What we see as problems are always relative to our wishes or expectations. To work on our dog’s problems is also, therefore, to work on ourselves. Are our wishes or expectations reasonable? If, on our walks, your dog wants to sniff every scent it encounters, ask yourself: “How much does he gain, and how much do I lose, if I indulge this behaviour?” There is an honest answer there somewhere, and it can form the basis of an accommodation, a pact, or contract of which compromise is a key ingredient. 
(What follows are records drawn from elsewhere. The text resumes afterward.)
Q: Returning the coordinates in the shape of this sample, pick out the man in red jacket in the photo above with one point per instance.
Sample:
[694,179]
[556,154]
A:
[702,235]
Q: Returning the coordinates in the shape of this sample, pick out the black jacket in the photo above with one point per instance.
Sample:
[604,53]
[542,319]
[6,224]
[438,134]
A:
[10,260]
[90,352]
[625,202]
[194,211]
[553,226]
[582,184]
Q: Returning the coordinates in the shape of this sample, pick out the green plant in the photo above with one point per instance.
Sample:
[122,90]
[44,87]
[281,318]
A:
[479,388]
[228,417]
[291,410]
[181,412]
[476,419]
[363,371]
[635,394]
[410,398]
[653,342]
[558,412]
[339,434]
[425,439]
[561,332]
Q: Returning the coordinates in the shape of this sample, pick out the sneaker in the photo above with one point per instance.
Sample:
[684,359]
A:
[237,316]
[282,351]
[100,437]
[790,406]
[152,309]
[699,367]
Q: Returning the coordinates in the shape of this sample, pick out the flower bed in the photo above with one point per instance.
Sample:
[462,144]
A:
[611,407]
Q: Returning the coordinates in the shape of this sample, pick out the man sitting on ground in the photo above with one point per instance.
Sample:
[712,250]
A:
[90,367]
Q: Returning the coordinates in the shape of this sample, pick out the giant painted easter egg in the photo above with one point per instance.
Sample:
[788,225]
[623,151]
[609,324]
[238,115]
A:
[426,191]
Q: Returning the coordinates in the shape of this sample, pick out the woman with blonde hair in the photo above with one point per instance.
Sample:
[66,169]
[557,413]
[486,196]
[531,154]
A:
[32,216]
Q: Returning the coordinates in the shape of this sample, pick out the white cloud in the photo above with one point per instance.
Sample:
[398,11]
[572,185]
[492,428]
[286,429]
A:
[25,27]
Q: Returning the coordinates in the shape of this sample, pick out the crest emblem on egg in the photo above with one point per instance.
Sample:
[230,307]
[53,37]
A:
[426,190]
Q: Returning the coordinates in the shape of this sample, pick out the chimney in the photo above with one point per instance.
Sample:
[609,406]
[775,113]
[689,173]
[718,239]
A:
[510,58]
I have lived with dogs almost my entire life, and my life has, accordingly, been a protracted process of problem solving. In service of this, I have devoured the literature on dog cognition – figuratively, that is (some of my dogs have been known to devour literature in the literal sense). Here are some of the more notable problems I have encountered. I don’t claim that my solutions will work for anyone else, merely that they worked for me.


The Aggressive Dog

Fashion designer Hubert de Givenchy with his Afghan hound in 1955
Fashion designer Hubert de Givenchy with his Afghan hound in 1955 © Hulton Archive/Getty Images

Aggression is the most serious problem a dog can present. Usually, among dog trainers, discussion of this subject would quickly turn to training methods. These divide into two broad kinds: inducive and compulsive. Inducive methods reward a dog for good behaviour by way of a reward, typically food or praise. Compulsive methods use some degree of force: a lead correction or a verbal admonishment, for example. Each camp tends to regard the other as implacably evil.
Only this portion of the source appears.